Chapter 1
Why?
I’m an addict.
Sophia didn’t know this about me when we met—when I stole her heart.
I struggle every day with my sobriety, and Sophia is my compass. She’s what keeps me grounded and always points me in the right direction. She doesn’t nag or yell but smothers me in her love and understanding.
Sophia asked to hear my story, my past. She wanted to know everything about me…what led me to her. I gave her a condensed version—one that is closer to PG-13 than the NC-17 reality that I lived. No matter how much the person you love the most, the one who is the center of your universe, asks about your past, you never give the full truth. I never want Sophia to compare herself to any of the women or experiences I’ve had before her. Sophia is perfection in my eyes. No one could ever compare to her.
I’d like to say my life began again when I met Sophia, that I was given a clean slate. Sophia met me at the point in my life where I had given up on love. My life consisted of work and pleasure—pleasure from the unattached sexual relationships and the booze that had filled my nights.
When my life spiraled out of control, Sophia caught me in her web of security and love. She is my savior, the only thing that is true in my life. She can’t know my entire story. Who would want to know the true story of the love of their life, the father of their child?
The thought of Sophia being with another man makes my skin crawl and pisses me off. She’s mine, and I like to think that I’ve been the only man in her life and the first one to taste her, but I know I’m lying to myself. Ignorance is bliss, and I’d rather stay in the dark.
After our child was born, I thought it was necessary to get help to control my drinking. I needed to make sure I never walked down the path of self-destruction again. I had too much to lose. For the first time in my life, there was something more important than myself or even Sophia. There was a tiny little life that depended on me and needed my love and adoration.
I didn’t want to go to group counseling—I’ve done that before, and it sucked. It wasn’t more than a temporary fix. I needed something to get to the root of my addiction and allow me to find other ways to cope with the pressures in life besides the bottom of a bottle. The counselor told me to write down the major events in my life—the ones that caused my drinking to go out of control or drove me to drink. He said I needed to understand the cycle. What came first—the booze or the problems?

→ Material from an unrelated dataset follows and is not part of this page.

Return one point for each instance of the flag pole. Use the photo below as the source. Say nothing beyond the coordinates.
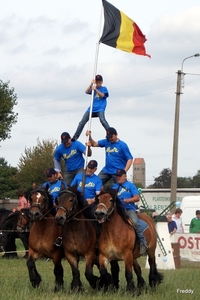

He asked me to write a journal about my life. Everyone who I could remember that triggered my drinking or use of drugs and events which were caused by my addiction that had an impact on my life. I didn’t see the use in writing it for someone else to read and analyze, but he said I would understand it in time.
Where do I start the tangled mess that was my life? Do I start with my first taste of booze, the first sniff of coke, or the crazy bitches I’ve experienced? There will be bits that I leave out, things I don’t want the world to know. I’ve included the ones that show what has molded me into the man I am today. The ones that will fill in the gaps of my troubled journey. The ones that illustrate the magnitude of what Sophia and I overcame and show the depths of my depravity and addiction before Sophia walked into my life and turned my world upside down.
I’ll start at the beginning, what led me off the path of righteousness and continue through my moment of self-destruction and finally my salvation in the arms of a loving woman too good to be mine.